News on November 15 During the three-day Virtual Flash Summit 2020, the CEO and founder of NEO Semiconductor, Xu Zhian (Andy Hsu), gave a detailed speech to introduce the company’s new X-NAND flash memory structure, which is expected to combine the speed of SLC flash memory with the density and low price of QLC.
NEO Semiconductor was established in San Jose, California in 2012 and has 20 memory-related patents. The company first disclosed its X-NAND technology in 2018 as a storage solution for AI and 5G emerging markets. Now, they have shared more details about this technology.
Source: Tom's Hardware, same below
X-NAND promises to provide top performance: The company claims that its random reading and writing workload is 3 times faster than QLC flash memory, and it is 27 times/14 times faster in sequential reading and writing workloads respectively (see the above figure).
This is achieved by smaller die, which is approximately only 37% of the size of a 16-plane design (see the figure below). This can be drafted flexibly, and the chip size can be reduced according to the required speed.
Nevertheless, X-NAND still provides a rather high degree of parallelism even though its size is smaller. Just like in a smart phone or M.2 hard drive. The company also claims that this goal can be achieved without compromising durability or cost, and its power consumption is quite low.
As the NAND market shifts to cheaper but slower flash memory to increase density (for example, from 3-bit TLC to 4-bit QLC), its performance and durability have essentially decreased, while its reading and writing latency has increased. This may reduce the sequential writing performance and has a huge impact on data center and NAS applications.
However, consumer-grade QLC hard drives rely heavily on SLC cache, which is composed of part of the local flash memory that operate in unit mode. But, it is difficult to have enough time for you to migrate writing data from SLC cache to the main QLC storage in enterprise workloads,.
Instead, X-NAND provides a way for flash memory to maintain SLC performance through simultaneous conduct SLC and QLC writing modes (see the figure below).
He pointed out that high-density flash memory is growing at an extremely fast rate, because Western Digital will occupy 50% shares of QLC by 2024.
His goal for X-NAND is to ensure that it uses the traditional NAND process, at least the tradition structure remains the same, so there will be no additional costs to base on the current NAND and use fast sampling as a solution for development.
This strategy aims to accelerate the application of QLC, especially for data centers, because the performance of flash no longer lags far behind I/O speed. In addition, the X-NAND programming and erasing strategy is designed to greatly improve its endurance and make its life longer than QLC flash memory (see figure below).
X-NAND realizes these characteristics by changing the 16KB page cache of each plane to 1KB page cache of each plane, but the size of the plane can be 16 times than the previous one.
A plane is the smallest unit of flash memory, and each flash die has one or more planes. The page cache stores data in transmission between the bus and flash memory, such as reading and writing data. The flash mode is divided into planes that contain bit lines or cell strings (see the figure above), so plane division can reduce the length of the bit lines, which helps improve performance.
When X-NAND is in the reading or verifying process, the corresponding setup time can be reduced by block the adjacent bit line (see the figure below). This further enhances the technology and improves writing performance.
X-NAND has six main characteristics: multi-bit row writing, multi-plane QLC programming, program suspension, multi-bl reading, single-latch QLC reading, and the SLC/QLC parallel programming mentioned above. Depending on the different implementation, this can greatly improve program throughput because multiple planes can be used in the programming sequence.

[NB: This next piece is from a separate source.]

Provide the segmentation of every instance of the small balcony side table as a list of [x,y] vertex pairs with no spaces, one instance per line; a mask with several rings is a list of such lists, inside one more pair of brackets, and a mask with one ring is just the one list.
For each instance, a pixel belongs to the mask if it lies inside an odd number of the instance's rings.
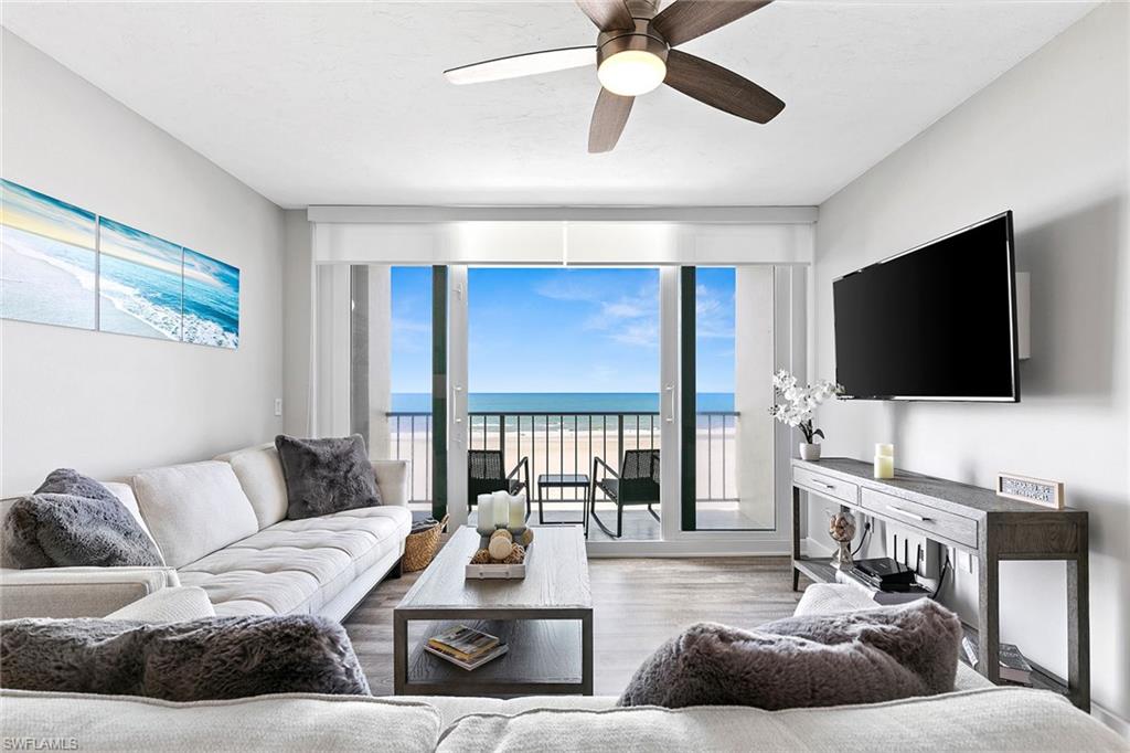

Multiple memory units are used so that SLC and QLC programming can be realized at the same time, and to ensure that the SLC page is never full, so data can be transferred to the QLC page at the SLC speed. The program allows the use of internally shared inter-page cache data lines or I/O buses to minimize additional delays. Reading is improved by using plane to latch the reading of each bit line, and the data can be renewed in a non-destructive way like DRAM due to the high capacitance.
Elinfor.com reminds that although the vision is very good, it may still take a long time to implement this technology in real life.